Call me old-fashioned if you like, but I guess I'm just one of those guys who still finds value in that whole "First, do no harm" thing.
5 Comments:
Whoa. Pretty rough. I can't imagine standing there knowing that I had just created that awful situation for another living creature. I'm glad I read this so that when I encounter the fork in the road (sooner rather than later) on whether or not to attend, I will now know that it's "not just me". I won't go. Thanks for sharing.
Glad to see that you were both able to take something away from the post. I felt (and still do) pretty strongly about the whole situation, and would be glad to answer any questions about the lab (or even just life at MCW in general!)
If nothing else, feel free to talk to me during your orientation week this summer. I should be around as part of the orientation committee.
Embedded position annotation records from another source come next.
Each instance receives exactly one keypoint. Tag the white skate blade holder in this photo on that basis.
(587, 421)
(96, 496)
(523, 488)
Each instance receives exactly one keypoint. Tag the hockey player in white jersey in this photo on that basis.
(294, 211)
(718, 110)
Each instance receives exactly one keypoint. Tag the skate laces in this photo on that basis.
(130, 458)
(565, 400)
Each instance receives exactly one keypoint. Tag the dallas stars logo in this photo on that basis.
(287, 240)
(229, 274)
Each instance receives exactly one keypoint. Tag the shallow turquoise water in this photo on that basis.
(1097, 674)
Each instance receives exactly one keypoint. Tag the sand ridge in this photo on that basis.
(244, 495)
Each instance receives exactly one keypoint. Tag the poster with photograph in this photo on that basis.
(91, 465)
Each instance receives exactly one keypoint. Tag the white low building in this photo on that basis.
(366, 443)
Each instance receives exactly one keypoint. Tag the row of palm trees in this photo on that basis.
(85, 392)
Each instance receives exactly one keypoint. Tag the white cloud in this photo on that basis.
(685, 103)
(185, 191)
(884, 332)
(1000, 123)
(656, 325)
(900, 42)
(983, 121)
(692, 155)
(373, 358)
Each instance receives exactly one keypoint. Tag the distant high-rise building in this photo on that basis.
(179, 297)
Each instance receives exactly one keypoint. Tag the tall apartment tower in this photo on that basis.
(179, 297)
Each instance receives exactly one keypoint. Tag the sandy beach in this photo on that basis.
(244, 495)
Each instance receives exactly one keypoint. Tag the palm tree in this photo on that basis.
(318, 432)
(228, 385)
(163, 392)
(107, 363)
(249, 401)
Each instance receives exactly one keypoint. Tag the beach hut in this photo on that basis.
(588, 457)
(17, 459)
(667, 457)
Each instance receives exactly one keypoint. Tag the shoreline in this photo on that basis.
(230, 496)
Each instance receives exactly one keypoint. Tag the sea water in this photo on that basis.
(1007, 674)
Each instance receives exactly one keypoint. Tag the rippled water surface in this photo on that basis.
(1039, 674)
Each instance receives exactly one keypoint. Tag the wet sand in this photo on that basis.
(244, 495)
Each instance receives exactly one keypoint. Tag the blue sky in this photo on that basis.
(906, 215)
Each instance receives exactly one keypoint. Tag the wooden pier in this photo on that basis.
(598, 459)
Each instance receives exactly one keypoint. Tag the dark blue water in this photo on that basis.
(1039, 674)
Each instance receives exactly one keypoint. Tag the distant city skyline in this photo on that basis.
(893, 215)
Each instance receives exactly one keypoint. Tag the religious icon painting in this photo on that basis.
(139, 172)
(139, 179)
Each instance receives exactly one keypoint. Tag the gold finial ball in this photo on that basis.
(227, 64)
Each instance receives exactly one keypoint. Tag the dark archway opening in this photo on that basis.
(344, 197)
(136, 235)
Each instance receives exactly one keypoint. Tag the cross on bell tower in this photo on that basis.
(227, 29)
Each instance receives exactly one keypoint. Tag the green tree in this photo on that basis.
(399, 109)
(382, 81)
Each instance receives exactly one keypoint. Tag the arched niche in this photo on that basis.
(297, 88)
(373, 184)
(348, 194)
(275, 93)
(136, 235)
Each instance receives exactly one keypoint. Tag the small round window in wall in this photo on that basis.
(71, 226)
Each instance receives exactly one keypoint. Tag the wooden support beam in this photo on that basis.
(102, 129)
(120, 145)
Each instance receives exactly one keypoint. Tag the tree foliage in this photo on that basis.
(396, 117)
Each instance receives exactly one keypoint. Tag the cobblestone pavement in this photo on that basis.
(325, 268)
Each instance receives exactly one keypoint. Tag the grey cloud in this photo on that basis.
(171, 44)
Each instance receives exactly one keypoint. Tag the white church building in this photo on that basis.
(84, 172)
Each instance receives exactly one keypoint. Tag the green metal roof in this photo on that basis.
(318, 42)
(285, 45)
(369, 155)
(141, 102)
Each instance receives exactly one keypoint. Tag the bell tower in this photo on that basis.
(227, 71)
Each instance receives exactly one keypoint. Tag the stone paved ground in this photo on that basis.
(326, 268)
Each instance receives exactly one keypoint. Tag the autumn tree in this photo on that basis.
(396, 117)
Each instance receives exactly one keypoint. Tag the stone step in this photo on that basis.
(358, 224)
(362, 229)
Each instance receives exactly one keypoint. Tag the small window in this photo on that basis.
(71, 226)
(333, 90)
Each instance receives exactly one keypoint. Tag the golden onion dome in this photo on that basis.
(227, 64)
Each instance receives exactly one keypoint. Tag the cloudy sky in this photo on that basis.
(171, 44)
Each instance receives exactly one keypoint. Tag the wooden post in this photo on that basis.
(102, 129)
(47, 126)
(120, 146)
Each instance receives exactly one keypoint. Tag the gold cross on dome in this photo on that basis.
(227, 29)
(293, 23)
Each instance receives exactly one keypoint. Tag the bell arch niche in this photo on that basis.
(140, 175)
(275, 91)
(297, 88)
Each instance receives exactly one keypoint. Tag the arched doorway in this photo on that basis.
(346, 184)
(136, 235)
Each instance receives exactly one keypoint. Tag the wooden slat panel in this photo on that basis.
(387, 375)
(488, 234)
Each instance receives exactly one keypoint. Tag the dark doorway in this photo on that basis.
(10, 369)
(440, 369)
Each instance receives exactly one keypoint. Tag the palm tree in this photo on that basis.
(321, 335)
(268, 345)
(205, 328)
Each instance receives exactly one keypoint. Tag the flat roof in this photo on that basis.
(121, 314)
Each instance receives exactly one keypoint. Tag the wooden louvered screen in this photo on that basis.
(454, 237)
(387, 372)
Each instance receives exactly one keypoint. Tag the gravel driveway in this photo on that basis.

Wow - I can't even imagine participating in a lab like that. I'm not exactly a member of PETA or anything, but I just couldn't handle that. I have a puppy, and... wow! I just couldn't do it!
How barbaric. I have five dogs myself and I most certainly would not have gone to those labs.
I care nothing for pigs, rats, cows, monkeys, or most other animals. But dogs? Come on. They are the closest species to us on a spiritual level. Our constant companions from prehistoric times who decied to throw their lot in with us.
I've been thinking about this a lot as the dog lab approaches. I've really decided not to do it. It's not worth it to watch a dog die for information I'm pretty sure I can get elsewhere. The interesting thing is that I feel the need to tell people about it, AND the need to tell them that I feel conflicted about the fact that I won't kill a doggie, but I'm fine with evil factories cutting up cute little chickens and cowsies so I can have lunch. I'm having to embrace the idea that it's okay to be inconsistent and maybe a little hypocritical.
Interestingly, my ex, who does animal research, was very supportive when I asked him about it. His own lab is tying itself in knots to avoid using dogs for research, and he has grave reservations about the provenance of dogs obtained from a "random-source" supplier like the one MCW uses. I felt better when this self-described "evil vivisectionist" told me he wouldn't choose to do the lab, either.
I actually don't much care if there's a small disadvantage to missing the lab. I give up points all the time, through not studying late enough at night, falling asleep in lecture, declining to review the flash cards one more time--what's one or two more questions, really, in the scheme of things? I suppose I'm a gunner at heart, but I'm a very lazy one.
And I'll get a lot of studying done while the rest of the class is in lab.